# 14. Regression Errors¶

Let’s talk about errors in regression problems. Typically, in regression, we have a variable \(y\) for which we want to learn a model to predict. The prediction from the model is usually denoted as \(\hat{y}\). The error \(e\) is thus defined as follows

\(e = y - \hat{y}\)

Since we have many pairs of the truth, \(y\) and \(\hat{y}\), we want to average over the differences. I will denote this error as the Mean Error `ME`

.

\(\mathrm{ME} = \frac{1}{n} \sum{y - \hat{y}}\)

The problem with ME is that averaging over the differences may result in something close to zero. The reason is because the positive and negative differences will have a cancelling effect.
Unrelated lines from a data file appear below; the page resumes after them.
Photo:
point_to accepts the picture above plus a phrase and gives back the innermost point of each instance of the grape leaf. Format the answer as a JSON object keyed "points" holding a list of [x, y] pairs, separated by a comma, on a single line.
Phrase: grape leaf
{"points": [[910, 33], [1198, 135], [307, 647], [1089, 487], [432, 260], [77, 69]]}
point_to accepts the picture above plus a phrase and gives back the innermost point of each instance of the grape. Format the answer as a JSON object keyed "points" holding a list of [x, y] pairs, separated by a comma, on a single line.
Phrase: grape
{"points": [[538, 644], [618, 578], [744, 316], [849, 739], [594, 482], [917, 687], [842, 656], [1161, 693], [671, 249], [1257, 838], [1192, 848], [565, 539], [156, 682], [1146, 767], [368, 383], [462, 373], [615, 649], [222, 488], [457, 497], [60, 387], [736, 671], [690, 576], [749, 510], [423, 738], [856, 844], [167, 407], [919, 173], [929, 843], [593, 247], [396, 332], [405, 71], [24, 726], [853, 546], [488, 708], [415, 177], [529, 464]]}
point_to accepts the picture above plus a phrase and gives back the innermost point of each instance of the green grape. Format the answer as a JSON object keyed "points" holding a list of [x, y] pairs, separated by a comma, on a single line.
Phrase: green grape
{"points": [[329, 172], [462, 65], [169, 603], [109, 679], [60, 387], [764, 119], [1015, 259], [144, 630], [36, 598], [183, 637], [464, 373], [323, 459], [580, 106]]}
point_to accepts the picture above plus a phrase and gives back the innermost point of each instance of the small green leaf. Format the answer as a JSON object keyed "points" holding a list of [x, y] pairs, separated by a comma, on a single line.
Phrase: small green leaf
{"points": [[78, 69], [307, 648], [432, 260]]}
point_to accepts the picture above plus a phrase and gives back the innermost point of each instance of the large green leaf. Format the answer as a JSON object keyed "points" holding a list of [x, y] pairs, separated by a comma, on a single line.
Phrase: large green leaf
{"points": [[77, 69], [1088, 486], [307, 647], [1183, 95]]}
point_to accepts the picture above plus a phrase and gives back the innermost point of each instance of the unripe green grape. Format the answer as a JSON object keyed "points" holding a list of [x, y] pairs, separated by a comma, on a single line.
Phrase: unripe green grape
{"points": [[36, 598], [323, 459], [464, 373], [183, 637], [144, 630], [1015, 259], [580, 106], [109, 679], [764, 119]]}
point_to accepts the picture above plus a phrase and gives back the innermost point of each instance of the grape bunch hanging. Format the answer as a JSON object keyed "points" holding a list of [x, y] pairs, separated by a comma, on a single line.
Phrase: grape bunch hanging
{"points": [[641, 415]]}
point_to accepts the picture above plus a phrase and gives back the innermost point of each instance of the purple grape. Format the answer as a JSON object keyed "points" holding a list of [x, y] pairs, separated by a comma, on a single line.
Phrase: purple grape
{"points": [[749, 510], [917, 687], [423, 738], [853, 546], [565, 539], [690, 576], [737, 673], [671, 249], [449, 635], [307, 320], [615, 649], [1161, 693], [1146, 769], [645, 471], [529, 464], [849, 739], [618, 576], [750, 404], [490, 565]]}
No one really computes the error of a regression model in this way.

A better way is to consider the Mean Absolute Error `MAE`

, where we take the average of the absolute differences.

\(\mathrm{MAE} = \frac{1}{n} \sum |y - \hat{y}|\)

In MAE, since there are only positive differences resulting from \(|y - \hat{y}|\), we avoid the cancelling effect of positive and negative values when averaging. Many times, data scientists want to punish models that predict values further from the truth. In that case, the Root Mean Squared Error `RMSE`

is used.

\(\mathrm{RMSE} = \sqrt{\frac{1}{n} \sum (y - \hat{y})^2}\)

In RMSE, we do not take the difference as in ME or the absolute difference as in MAE, rather, we square the difference. The idea is that when a model’s prediction is off from the truth, we should exaggerate the consequences as it reflects the reality that being further away from the truth is orders of magnitude worse. However, the squaring of the difference results in something that is no longer in the unit of \(y\), as such, we take the square root to bring the scalar value back into unit with \(y\).

For all these measures of performance, the closer the value is to zero, the better.

Let’s look at the following made-up example where a hypothetical model has made some prediction \(\hat{y}\) or `y_pred`

and for each of these prediction, we have the ground truth \(y\) or `y_true`

.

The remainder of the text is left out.